"And I thought he did a real nice job," said Richt, after his team amassed 255 yards of total offense and one offensive touchdown.
Bobo will call the plays for Georgia's bowl game and may be taking over for good, but that decision won't be made until the offseason, Richt said. Richt made a few suggestions against the Yellow Jackets but didn't call a play for the first time since he was an assistant coach at Florida State in 1991.
"It was strange for me," he said after announcing the change on his regular Sunday conference call. "I want to be a better head coach, and I think this could possibly help me do that. I've been able to manage it pretty well, but I definitely can see the value of a guy who that's all he does, that's all he thinks about. He doesn't have to get interrupted by a speaking engagement or a crisis or anything like that that the head coach has to think about."

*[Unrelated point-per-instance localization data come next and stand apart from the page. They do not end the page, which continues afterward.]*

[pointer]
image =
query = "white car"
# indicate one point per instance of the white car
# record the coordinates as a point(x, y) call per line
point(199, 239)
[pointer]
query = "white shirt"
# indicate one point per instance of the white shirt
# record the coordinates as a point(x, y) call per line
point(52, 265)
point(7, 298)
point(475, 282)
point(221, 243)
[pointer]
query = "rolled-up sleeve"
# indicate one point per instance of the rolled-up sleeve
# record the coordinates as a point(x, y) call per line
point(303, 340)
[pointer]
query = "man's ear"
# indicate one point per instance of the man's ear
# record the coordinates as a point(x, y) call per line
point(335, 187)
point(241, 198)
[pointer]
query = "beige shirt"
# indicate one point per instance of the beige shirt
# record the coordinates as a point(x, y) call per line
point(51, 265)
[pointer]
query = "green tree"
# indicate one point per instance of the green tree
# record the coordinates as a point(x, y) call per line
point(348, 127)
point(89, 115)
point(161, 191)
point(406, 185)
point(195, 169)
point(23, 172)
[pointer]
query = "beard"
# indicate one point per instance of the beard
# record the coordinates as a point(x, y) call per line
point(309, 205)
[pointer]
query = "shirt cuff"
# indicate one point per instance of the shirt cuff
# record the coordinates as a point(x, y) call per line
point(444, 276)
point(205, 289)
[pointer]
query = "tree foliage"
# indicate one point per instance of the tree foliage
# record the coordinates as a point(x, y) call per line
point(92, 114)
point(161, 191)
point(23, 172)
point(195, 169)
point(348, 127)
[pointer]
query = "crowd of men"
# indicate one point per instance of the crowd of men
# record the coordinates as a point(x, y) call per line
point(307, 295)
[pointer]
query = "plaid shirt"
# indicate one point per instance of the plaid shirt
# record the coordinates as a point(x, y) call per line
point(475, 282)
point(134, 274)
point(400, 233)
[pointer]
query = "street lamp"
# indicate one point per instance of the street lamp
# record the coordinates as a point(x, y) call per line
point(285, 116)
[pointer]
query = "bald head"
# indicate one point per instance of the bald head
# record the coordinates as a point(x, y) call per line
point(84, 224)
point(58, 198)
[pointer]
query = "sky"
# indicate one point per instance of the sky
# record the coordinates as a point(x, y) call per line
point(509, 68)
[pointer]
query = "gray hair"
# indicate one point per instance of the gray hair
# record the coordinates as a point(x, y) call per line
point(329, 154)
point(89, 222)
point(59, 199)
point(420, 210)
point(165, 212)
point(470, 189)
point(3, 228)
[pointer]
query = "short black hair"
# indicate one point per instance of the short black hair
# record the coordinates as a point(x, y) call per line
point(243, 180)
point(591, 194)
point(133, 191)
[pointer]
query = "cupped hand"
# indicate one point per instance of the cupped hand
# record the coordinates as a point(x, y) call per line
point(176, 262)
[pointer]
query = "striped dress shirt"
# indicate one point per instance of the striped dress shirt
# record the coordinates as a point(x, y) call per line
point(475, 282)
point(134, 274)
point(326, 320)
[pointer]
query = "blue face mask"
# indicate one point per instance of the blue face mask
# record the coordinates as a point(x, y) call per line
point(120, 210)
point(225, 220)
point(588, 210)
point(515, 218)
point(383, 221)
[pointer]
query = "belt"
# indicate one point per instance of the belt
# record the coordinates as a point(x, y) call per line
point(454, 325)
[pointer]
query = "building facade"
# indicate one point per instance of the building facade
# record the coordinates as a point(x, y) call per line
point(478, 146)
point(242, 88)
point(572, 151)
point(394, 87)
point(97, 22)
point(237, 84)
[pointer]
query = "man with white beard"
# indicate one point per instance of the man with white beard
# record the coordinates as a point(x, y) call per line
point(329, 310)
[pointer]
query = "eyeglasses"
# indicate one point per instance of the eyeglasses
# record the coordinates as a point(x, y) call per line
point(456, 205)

Richt informed Bobo of his decision Thursday and told the rest of the staff Friday.
"I get up and I pray every morning and I try to listen to what God has to say to me, and it just kind of hit me in my heart that it was something that I needed to do and something I should do," he said. "I didn't want to argue with Him."
Richt considered making the move during the offseason, he said.
"At one time I came to the conclusion that I should do it, but I kind of rationalized my way out it," he said. "I thought, ‘Gosh, we have won 52 games in five years,' and I wasn't sure if it was the right thing to do or not."
As the season progressed, though, Richt said he wasn't at peace about retaining the role. His game-week duties of finalizing all the calls for the game plan remained the same and won't change, he said.
Bobo, who has called plays for several seasons in Georgia's spring games and during the regular season in the one-minute offense, was the logical candidate to take over the duties, Richt said, even though Neil Callaway has the offensive coordinator title.
"(Bobo) is coaching the QBs, he knows what they're thinking," Richt said. "We've worked so close together for so long, we're pretty much thinking along the same lines. I just think the ability to be upstairs and see the big picture is a very good advantage for the guy who's calling the plays, and I also think the quarterbacks coach is the best candidate to do thatbecause he knows exactly what the quarterback is thinking. I feel real confident that Mike can do it."
Georgia was coming off a season-high 446 yards against Auburn when Richt made the switch, and the offense was hardly stellar against Georgia Tech. The Bulldogs had 191 yards before the game-winning drive, on which quarterback Matthew Stafford was 4-for-4.
Richt also was a quarterbacks coach when he began calling plays for the Seminoles in 1992. Since taking over Georgia's program, the only real criticism he has received is for several game-management situations that some observers felt he could have handled better if he didn't have play-calling responsibilities.
He acknowledged that he took notice of more things Saturday than he has in a while.
"I was a little bit more able to kind of keep an eye on what was happening when the defense was on the field and talk to players in between series and maybe get a little closer to the official's ear once in a while," he said. I was a little bit more free to do those kind of things. It was kind of new to me."